Hey, I see you do things, so I’m not overly worried. You write, you read, and you play your ukulele. I know that you’re doing some stuff to make this school year good for the students who use the middle school library.
These are all good things. Keep doing them.
Still, I can tell you’re down. Yes, I hear you talk about having a girlfriend, but I also hear you talking about how she lives, like, 250 miles from you. That’s rough; that’s going to get anybody down.
And more importantly: your whole life changed, okay? I mean, okay, you weren’t happy in your marriage, because (obviously) there were a lot of things wrong with it that you couldn’t fix. So yes, your life is on a far healthier course now than it was a while back.
Still, though…the life you were leading was familiar. It had things that were comfortable, if unhealthy. You came home to someone, and the house you lived in had a cozy feel to it.
And that’s gone now.
William Faulkner once said that between familiarity and happiness, most people will choose the familiar. Personally, I prefer the lean, spare style of Hemingway, but it's a good observation.
So when I see you munching on your Trader Joe’s dinner with CNN anchors keeping you company as they help you feel connected to the outside world (somehow, it would seem that, for you, live broadcasts do that sort of thing better than movies), I can tell: you look around your apartment, and you say “man…I feel pretty damn hollow and lonely.”
Well, let me tell you a story.
Once upon a time there was a guy who didn’t have a home. He didn’t know where his next meal was coming from. He got into a whole bunch of fights, one of which tore up his ear.
When fate found this guy, he was filthy.

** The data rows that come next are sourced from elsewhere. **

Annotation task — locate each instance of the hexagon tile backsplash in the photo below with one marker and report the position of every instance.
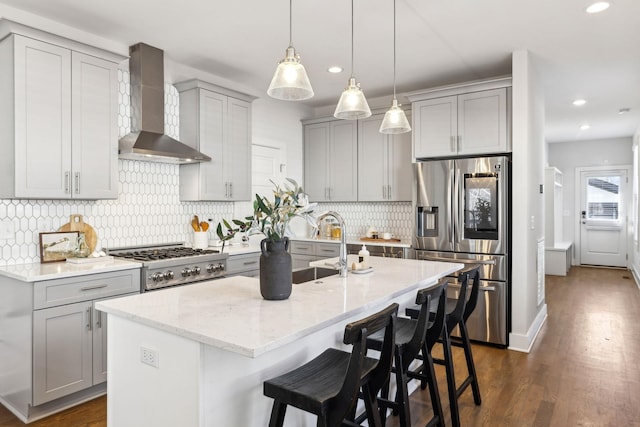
(148, 209)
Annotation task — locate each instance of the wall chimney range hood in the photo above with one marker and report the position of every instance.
(147, 140)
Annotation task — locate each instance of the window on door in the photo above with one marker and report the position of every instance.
(603, 197)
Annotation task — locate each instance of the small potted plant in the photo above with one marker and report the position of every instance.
(271, 218)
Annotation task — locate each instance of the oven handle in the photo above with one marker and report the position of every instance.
(463, 261)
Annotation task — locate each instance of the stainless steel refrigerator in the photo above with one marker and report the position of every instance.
(461, 214)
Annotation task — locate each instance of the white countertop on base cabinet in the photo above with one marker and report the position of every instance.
(213, 344)
(217, 312)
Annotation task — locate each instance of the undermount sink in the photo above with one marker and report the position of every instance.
(310, 274)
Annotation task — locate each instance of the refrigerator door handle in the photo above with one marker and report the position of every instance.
(454, 206)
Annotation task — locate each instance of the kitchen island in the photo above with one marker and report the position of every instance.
(208, 347)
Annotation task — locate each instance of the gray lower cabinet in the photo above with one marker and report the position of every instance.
(304, 251)
(247, 265)
(69, 339)
(62, 351)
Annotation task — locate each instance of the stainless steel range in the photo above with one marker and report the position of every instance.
(173, 264)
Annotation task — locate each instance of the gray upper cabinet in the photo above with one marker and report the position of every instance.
(217, 122)
(60, 108)
(476, 122)
(330, 161)
(384, 163)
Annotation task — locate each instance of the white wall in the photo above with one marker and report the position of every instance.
(528, 308)
(635, 216)
(567, 156)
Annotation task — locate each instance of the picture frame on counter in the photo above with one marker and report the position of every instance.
(58, 245)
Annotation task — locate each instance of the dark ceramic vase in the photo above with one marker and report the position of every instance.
(275, 269)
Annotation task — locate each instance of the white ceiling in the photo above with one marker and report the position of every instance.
(439, 42)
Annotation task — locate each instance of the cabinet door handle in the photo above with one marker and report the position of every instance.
(92, 287)
(67, 182)
(89, 320)
(98, 319)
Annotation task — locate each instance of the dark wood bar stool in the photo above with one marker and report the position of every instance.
(412, 336)
(328, 385)
(457, 314)
(473, 277)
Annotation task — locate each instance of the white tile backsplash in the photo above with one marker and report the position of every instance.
(148, 209)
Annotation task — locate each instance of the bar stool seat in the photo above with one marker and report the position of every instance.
(413, 335)
(328, 385)
(458, 311)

His hair was all matted and tangled. He was covered in fleas.
Scratch my neck.
Now then…where was I. Ah, yes…covered in fleas.
And for a long while, this guy, I mean, okay…some good folks took him in, and yes, things were better. He was getting three squares a day. He had a room.
It was a small room, though. Not a lot of space to move around in.
And I tell you, this guy was lonely, okay? I mean, there were a whole lot of other folks around, but all of them talked about how they were lonely. And listening to those kids talk about being orphaned…it broke your heart.
And I’ll never forget: they were all talking about how they wanted a home.
Then, funny thing: one day, this guy came along, and I’ll never forget what he said:
“I always get a cat. No one takes the cats. Everyone adopts the kittens.”
And I tell you, I remember just thinking: this guy…this guy is my guy.
So anyway, this guy does that thing that people do where they kind of stick their fingers in the cages to see how various folks respond. I never, ever understood why so many others just sort of look at the fingers and do nothing. This is possible freedom we’re talking about here.
Well, none of that for me; I was going for it. As I said, I knew: this was the guy. I brushed against those fingers as if to say that that guy...well, as if to say: you’re the guy, okay? You. You’re the guy.
And you know what? I was right. This guy…he was the guy.
So whenever you’re feeling down, understand that I have to come over and remind you about this story.
Because you’re not alone.
You’re the guy.
C’mon…get over here. Gimme a hug.
Who’s your guy?
I am, okay? Me.
Friends to the end, buddy. Friends to the end.